If you are that upset about the shot, I wouldnt do it again b/c maybe next time you wouldnt be that lucky. You probably really would have been upset if you hit it in the leg or hind and it got away. You made a great shot and you must have had confidence in yourself to do so. 

I can appreciate a good clean kill. I like that you stalked it to get closer for a better shot. I dont think a lot of hunters would have done this rather they may have taken a 150 yard shot. I agree with you and I see where you are coming from. I made an 80 yard shot about 5 years ago on a doe and double lunged her and she ran 20 yards and that was it. I never felt bad about my shot but to this day I wonder if I would make that good of a shot so I will not take it again. I will not take a shotgun shot over 50 yards or a bow shot over 25 yards because this is where I am confident. 
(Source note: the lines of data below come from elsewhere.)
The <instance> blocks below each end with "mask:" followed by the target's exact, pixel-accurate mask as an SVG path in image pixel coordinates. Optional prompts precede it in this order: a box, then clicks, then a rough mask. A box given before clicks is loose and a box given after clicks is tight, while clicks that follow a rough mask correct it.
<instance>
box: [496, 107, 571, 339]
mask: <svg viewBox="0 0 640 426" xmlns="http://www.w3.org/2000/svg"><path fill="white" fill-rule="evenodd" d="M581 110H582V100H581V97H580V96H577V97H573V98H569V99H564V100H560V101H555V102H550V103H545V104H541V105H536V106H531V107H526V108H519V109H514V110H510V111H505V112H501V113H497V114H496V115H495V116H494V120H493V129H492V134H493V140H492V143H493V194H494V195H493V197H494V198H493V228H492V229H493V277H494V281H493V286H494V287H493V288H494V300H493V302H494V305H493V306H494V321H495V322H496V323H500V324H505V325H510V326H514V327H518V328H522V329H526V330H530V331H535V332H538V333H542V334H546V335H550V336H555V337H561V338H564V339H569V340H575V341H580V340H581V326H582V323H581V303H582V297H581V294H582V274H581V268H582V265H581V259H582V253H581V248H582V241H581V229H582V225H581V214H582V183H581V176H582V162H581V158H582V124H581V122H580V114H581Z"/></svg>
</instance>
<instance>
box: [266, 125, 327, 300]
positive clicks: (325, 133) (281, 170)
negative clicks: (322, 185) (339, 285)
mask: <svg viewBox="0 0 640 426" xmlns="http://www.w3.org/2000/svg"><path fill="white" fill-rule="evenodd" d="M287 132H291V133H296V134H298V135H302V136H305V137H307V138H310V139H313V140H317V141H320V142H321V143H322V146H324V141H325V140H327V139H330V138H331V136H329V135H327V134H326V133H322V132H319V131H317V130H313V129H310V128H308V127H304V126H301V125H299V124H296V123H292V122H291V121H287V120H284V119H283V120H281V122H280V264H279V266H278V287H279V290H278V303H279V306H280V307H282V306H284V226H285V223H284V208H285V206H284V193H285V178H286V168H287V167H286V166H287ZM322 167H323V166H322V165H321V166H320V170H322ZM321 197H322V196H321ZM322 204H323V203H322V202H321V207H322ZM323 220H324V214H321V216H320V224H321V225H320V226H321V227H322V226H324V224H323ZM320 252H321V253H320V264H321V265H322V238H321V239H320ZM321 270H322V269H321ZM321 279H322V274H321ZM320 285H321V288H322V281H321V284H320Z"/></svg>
Because of this theory in the last 2 years I have had to pass up on 3 pope and young bucks because I wasnt sure of the shot. The first one was only 20 yards away but the deer was walking fast towards some does and I didnt want to take a moving shot. A friend of mine killed this deer later and it was a 10 pointer with a 26 inch inside spread that scored 163. This year I had two monsters come 12 yards away but both were facing me and I just wasnt comfortable with the shot. If you practice from 100 yards and you are consistent, more power to you and take that shot every time. I made my decision on shots when I was young and shot a button buck in the rump. Luckily he only went about 15 yards before I made a clean shot that he never even felt through the vitals. I just kept thinking about the shot I made in the rump and how stupid it was to shoot at a running deer. Some like deer drives, I stay away for this reason. Bottom line: There are a lot of idiots out there that take 300 yard shots at a deer, or that I hear shooting an elk with a rifle from 400 yards and knocking its leg off. Give me a break. You are not this type of hunter. So, congratulations on your deer and it will be a memory for a lifetime.


----------